The latest draft of the Greater Manchester Spatial Framework is proposing that fewer new homes than planned will be built in Greater Manchester over the next 20 years.
Greater Manchester Mayor Andy Burnham ordered the previous draft framework to be scrapped back in 2017. The latest version, proposing a number of significant reforms, is out for public consultation until March.
The framework suggests that only 201,000 rather than 227,000 new homes will be built. Town and city centre sites will be favoured and half of the green belt sites previously earmarked for building will be preserved. There will also be a minimum of 25% affordable homes.
On launching the draft Burnham said: “The plan sets out to lay the foundations for radical reform across housing, growing our economy and creating jobs, the environment, and transport to ensure Greater Manchester continues to thrive.

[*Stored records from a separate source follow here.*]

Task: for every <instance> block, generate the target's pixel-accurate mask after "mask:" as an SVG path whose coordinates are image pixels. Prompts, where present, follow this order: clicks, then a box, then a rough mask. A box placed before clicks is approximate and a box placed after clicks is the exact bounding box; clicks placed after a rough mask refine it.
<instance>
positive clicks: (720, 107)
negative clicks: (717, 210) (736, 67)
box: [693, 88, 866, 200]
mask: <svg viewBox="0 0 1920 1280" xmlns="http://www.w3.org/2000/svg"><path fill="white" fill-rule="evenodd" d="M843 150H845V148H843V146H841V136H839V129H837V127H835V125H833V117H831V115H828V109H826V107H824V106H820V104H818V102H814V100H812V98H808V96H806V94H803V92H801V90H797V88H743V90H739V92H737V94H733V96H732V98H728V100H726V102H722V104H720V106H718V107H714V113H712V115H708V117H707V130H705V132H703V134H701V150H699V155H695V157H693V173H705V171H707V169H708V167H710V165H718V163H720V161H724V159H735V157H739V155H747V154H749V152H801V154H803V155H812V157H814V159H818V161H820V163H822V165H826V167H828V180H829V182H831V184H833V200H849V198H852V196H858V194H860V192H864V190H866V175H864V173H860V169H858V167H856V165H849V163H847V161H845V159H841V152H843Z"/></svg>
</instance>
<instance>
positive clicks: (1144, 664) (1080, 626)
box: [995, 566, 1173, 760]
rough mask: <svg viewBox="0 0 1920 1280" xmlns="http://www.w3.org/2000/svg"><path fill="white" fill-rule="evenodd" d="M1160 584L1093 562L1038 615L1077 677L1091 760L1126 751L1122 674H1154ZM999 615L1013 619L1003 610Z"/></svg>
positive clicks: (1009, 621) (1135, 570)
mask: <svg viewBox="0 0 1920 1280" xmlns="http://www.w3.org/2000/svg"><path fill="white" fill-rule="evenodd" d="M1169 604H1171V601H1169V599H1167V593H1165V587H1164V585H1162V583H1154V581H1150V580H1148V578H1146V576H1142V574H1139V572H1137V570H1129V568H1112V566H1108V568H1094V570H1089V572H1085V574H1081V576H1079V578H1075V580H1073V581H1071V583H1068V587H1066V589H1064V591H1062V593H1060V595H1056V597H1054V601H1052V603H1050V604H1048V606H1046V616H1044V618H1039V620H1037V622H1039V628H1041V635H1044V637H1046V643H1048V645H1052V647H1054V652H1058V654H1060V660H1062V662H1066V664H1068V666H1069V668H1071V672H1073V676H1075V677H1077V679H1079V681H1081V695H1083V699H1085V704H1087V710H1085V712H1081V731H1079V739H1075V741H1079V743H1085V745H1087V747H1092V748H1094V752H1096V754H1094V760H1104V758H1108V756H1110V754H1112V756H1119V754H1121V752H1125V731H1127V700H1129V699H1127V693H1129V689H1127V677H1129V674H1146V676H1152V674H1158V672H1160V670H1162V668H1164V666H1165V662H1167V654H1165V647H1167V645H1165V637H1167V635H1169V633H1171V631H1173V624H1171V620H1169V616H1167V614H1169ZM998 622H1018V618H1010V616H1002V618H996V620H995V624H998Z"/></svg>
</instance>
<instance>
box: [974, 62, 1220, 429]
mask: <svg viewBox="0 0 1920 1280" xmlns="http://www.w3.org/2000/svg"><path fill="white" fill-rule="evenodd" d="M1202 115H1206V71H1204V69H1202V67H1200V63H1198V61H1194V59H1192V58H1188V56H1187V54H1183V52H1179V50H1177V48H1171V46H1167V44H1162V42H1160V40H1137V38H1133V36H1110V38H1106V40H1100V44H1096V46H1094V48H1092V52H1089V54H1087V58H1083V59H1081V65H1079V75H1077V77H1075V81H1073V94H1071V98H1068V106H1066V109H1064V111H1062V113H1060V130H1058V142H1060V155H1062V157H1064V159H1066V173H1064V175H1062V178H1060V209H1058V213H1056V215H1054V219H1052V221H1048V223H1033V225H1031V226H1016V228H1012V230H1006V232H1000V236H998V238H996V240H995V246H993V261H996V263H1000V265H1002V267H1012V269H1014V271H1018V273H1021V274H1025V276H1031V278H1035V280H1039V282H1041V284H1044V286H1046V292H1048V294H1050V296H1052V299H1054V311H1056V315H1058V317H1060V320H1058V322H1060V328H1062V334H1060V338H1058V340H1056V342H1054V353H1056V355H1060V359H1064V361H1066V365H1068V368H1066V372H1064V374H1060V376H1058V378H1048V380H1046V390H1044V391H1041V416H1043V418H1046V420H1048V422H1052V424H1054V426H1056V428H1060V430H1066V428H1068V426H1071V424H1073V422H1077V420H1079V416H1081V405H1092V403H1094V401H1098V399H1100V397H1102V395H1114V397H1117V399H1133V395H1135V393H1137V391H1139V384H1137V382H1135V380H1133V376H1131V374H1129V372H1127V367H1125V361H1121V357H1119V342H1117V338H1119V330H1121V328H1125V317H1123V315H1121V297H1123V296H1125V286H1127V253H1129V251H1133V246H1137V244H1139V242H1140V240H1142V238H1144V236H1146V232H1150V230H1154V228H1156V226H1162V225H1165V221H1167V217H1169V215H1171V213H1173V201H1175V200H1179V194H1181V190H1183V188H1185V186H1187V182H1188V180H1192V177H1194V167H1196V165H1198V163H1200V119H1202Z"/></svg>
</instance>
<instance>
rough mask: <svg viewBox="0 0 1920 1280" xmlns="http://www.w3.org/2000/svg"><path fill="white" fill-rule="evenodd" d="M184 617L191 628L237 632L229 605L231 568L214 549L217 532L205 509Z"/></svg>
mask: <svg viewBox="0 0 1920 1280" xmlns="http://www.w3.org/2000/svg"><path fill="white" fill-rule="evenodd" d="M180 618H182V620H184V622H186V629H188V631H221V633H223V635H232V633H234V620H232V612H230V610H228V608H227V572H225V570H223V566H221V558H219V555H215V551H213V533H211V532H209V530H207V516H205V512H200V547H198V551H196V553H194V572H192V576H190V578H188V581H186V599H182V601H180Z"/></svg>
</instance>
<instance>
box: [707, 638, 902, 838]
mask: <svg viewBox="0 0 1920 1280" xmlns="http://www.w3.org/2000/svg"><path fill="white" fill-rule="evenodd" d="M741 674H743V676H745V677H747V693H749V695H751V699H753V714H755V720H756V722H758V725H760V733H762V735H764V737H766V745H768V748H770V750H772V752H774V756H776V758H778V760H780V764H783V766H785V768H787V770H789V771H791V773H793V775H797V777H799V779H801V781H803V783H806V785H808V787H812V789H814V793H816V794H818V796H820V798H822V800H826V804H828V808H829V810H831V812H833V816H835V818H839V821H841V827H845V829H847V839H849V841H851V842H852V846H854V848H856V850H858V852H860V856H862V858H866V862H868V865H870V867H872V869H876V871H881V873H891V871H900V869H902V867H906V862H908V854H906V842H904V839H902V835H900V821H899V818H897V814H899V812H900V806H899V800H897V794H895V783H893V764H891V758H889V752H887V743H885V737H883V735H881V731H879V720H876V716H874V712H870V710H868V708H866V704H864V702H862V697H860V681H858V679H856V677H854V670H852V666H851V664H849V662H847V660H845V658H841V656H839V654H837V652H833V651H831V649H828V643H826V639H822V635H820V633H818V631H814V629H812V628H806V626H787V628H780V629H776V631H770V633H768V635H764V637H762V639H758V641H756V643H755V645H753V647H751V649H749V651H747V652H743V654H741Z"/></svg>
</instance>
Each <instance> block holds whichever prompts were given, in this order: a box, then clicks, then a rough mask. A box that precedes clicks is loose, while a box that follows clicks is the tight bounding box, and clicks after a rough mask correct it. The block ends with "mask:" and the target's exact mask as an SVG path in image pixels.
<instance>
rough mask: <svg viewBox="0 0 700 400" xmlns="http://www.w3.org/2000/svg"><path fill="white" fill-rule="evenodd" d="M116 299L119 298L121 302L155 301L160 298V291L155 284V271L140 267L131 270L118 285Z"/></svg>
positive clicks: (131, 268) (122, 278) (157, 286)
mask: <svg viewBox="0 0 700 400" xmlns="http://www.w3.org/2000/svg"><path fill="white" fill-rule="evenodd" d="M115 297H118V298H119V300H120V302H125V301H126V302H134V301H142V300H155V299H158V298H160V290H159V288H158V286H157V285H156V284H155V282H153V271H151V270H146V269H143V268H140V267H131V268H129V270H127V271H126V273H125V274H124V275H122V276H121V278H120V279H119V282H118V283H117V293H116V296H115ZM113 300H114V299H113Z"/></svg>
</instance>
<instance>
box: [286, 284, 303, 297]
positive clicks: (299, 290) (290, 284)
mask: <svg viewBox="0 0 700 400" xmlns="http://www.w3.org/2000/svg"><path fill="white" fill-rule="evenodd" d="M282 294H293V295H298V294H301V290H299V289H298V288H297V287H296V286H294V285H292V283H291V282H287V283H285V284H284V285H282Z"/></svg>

“With the support of local people, we will be able to build a Greater Manchester that will allow everyone to grow up, get on and grow old.”
Greater Manchester, and particularly Manchester and Salford city centres, are development hotspots right now with thousands of new homes under construction or planned – including substantial numbers for the investor market. However, there has been criticism that developers are not building enough affordable houses – which the new framework appears to address.
Then again, developers are unlikely to be too disappointed with proposals which appear to reduce supply in a market which is currently experiencing buoyant demand – Manchester property prices rose around 7% over the last year compared to just 2.4% nationally.